Higher-order modulation formats and spectral super-channels are key to maximizing spectral efficiency (SE) in next-generation optical transport networks, thereby postponing/minimizing expensive additional fiber rollouts and reconfigurable optical add/drop multiplexer node upgrades. A flexible dense wavelength division multiplexed (DWDM) grid is key to efficiently accommodating media channels requiring more (or less) than 50 GHz of contiguous spectrum. In particular, routing media channels consisting of multiple adjacent carriers enables packing them closer together and sharing a single pair of guard bands of adaptive width to cope with optical filtering.
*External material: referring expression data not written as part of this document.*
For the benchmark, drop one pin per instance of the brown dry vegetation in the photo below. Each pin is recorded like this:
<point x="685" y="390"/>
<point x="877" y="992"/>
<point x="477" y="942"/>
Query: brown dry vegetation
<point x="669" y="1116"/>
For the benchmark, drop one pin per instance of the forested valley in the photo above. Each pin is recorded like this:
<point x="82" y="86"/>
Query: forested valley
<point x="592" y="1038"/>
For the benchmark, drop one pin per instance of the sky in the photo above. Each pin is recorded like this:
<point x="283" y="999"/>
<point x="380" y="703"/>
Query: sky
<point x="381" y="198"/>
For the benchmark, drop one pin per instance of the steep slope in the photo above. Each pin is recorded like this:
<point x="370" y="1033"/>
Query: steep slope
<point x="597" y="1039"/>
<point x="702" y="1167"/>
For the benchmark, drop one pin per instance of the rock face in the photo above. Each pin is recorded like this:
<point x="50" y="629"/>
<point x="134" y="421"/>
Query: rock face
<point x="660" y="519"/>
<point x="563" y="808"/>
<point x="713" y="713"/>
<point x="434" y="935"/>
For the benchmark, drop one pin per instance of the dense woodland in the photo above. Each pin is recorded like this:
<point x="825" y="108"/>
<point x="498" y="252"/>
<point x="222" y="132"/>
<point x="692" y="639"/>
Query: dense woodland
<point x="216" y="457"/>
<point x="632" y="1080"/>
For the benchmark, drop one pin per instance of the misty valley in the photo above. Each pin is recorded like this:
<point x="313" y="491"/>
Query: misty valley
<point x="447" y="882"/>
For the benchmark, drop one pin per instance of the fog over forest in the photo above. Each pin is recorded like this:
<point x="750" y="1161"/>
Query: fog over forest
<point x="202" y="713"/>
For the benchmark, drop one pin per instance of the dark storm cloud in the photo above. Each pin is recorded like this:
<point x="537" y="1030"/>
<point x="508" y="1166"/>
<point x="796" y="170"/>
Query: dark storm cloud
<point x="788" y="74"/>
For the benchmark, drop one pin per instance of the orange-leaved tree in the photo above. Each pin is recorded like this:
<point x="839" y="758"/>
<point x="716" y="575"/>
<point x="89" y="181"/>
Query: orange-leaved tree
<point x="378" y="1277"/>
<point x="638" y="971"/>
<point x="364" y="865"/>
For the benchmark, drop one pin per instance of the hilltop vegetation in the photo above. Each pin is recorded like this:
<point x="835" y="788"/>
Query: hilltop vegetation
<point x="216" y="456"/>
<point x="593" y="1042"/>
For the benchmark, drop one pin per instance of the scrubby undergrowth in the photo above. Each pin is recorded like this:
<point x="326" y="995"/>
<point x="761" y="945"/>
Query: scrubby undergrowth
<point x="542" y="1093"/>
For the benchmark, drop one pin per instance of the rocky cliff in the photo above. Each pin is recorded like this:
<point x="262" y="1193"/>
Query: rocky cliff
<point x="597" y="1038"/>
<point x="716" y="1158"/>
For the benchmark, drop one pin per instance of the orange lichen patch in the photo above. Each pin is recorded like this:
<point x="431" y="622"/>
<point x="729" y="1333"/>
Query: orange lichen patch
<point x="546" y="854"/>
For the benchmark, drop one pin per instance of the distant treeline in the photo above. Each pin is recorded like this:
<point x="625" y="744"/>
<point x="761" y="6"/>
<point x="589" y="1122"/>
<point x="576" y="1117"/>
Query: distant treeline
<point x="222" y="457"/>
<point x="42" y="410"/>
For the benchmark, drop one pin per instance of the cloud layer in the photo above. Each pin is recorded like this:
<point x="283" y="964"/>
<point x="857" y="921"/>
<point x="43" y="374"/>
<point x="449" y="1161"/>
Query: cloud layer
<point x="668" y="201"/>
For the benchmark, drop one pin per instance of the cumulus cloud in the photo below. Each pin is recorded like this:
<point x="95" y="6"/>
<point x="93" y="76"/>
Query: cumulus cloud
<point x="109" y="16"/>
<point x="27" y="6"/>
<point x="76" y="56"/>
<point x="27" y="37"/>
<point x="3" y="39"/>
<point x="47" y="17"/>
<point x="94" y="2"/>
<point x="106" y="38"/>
This effect is maximized by giving preference to deploying media channels with more carriers. However, designing the DWDM network in such a way can translate into resource overprovisioning whenever the traffic requirements between two nodes are below the (large) capacity of the most spectrally efficient media channel format that can be deployed between those nodes. This paper provides insight on how the set of media channels and the network design framework used impact the trade-off between maximizing SE and minimizing resource overprovisioning in transparent flexible-grid optical networks. Furthermore, it discusses enabling strategies to mitigate the risk of resource overprovisioning when maximizing network SE is the key design objective.